While Nasdaq 100 futures gained, the broader market saw mixed performance. S&P 500 futures also traded higher, indicating some optimism in the market, but Dow futures were little changed, reflecting a more cautious outlook. The previous week saw the major US stock indices pull back from their all-time highs as the post-election rally lost momentum. The Dow Jones dropped 1.24%, the S&P 500 fell 2.08%, and the Nasdaq Composite declined by 3.15%. The retreat came after Federal Reserve Chair Jerome Powell signaled that the central bank is in no hurry to cut interest rates, citing the strength of the economy, a resilient labor market, and ongoing inflationary pressures. In response, investors adjusted their expectations, reducing the number of rate cuts anticipated for 2024.
Meanwhile, the dollar index held steady around 106.6 on Monday, remaining near its highest levels in two years. This strength was driven by expectations of fewer Federal Reserve interest rate cuts and continued optimism about the US economy’s outperformance, particularly under a potential Trump presidency. Powell’s comments last week, emphasizing no immediate plans for rate cuts, along with stronger-than-expected reports on retail sales and inflation, reinforced the market's hawkish outlook for the Fed's policy.
Although markets are still pricing in a quarter-point rate cut in December, expectations for further reductions in rates through late 2024 have been scaled back. The market now anticipates just 77 basis points in rate cuts by the end of next year, down from over 100 basis points just a few weeks ago.
In the Treasury market, the 10-year US Treasury yield held steady at 4.44%, staying near a five-month high. This reflects market expectations for fewer interest rate cuts and growing optimism about US economic performance.

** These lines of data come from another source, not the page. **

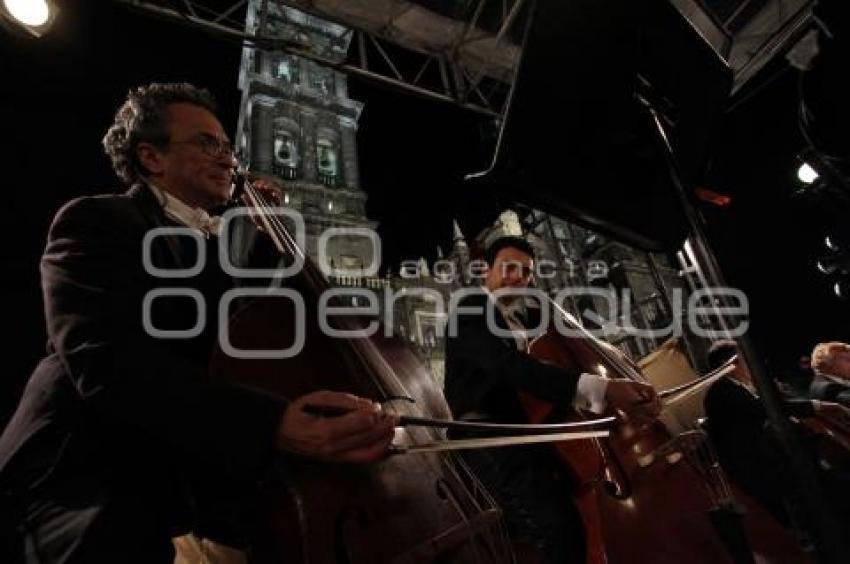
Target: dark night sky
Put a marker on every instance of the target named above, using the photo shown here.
(58, 95)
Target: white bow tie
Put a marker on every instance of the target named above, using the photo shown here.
(210, 224)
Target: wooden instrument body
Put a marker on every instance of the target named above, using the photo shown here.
(417, 508)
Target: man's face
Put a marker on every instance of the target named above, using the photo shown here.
(512, 268)
(190, 167)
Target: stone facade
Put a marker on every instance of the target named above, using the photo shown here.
(298, 126)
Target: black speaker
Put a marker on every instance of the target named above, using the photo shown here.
(578, 142)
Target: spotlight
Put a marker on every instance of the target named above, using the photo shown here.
(826, 265)
(842, 289)
(31, 16)
(831, 244)
(807, 174)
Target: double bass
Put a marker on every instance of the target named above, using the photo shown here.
(405, 509)
(646, 496)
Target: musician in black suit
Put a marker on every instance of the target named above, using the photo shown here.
(831, 365)
(484, 372)
(746, 444)
(120, 440)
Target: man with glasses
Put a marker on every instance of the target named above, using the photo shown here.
(120, 441)
(487, 364)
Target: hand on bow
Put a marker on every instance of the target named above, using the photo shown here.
(637, 400)
(361, 435)
(833, 411)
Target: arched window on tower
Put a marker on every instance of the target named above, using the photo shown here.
(286, 155)
(322, 79)
(327, 162)
(286, 70)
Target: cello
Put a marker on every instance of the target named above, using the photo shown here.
(405, 509)
(647, 496)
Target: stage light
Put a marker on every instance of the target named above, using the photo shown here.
(32, 16)
(827, 265)
(807, 174)
(831, 244)
(841, 289)
(28, 12)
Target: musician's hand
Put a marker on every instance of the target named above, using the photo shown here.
(269, 191)
(638, 401)
(362, 435)
(834, 411)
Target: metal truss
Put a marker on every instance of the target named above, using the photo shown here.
(397, 43)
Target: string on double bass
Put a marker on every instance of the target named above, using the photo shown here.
(366, 353)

Investors are also watching developments around Donald Trump’s potential pick for Treasury Secretary, with Howard Lutnick, CEO of Cantor Fitzgerald, and investor Scott Bessent emerging as leading candidates for the role. Any updates on this front could add to the ongoing volatility in the market as traders try to gauge the future direction of US fiscal and economic policy.
As the week progresses, market participants will closely monitor these earnings reports, along with any updates on the Fed's stance and economic data, to assess how they might influence the broader market outlook.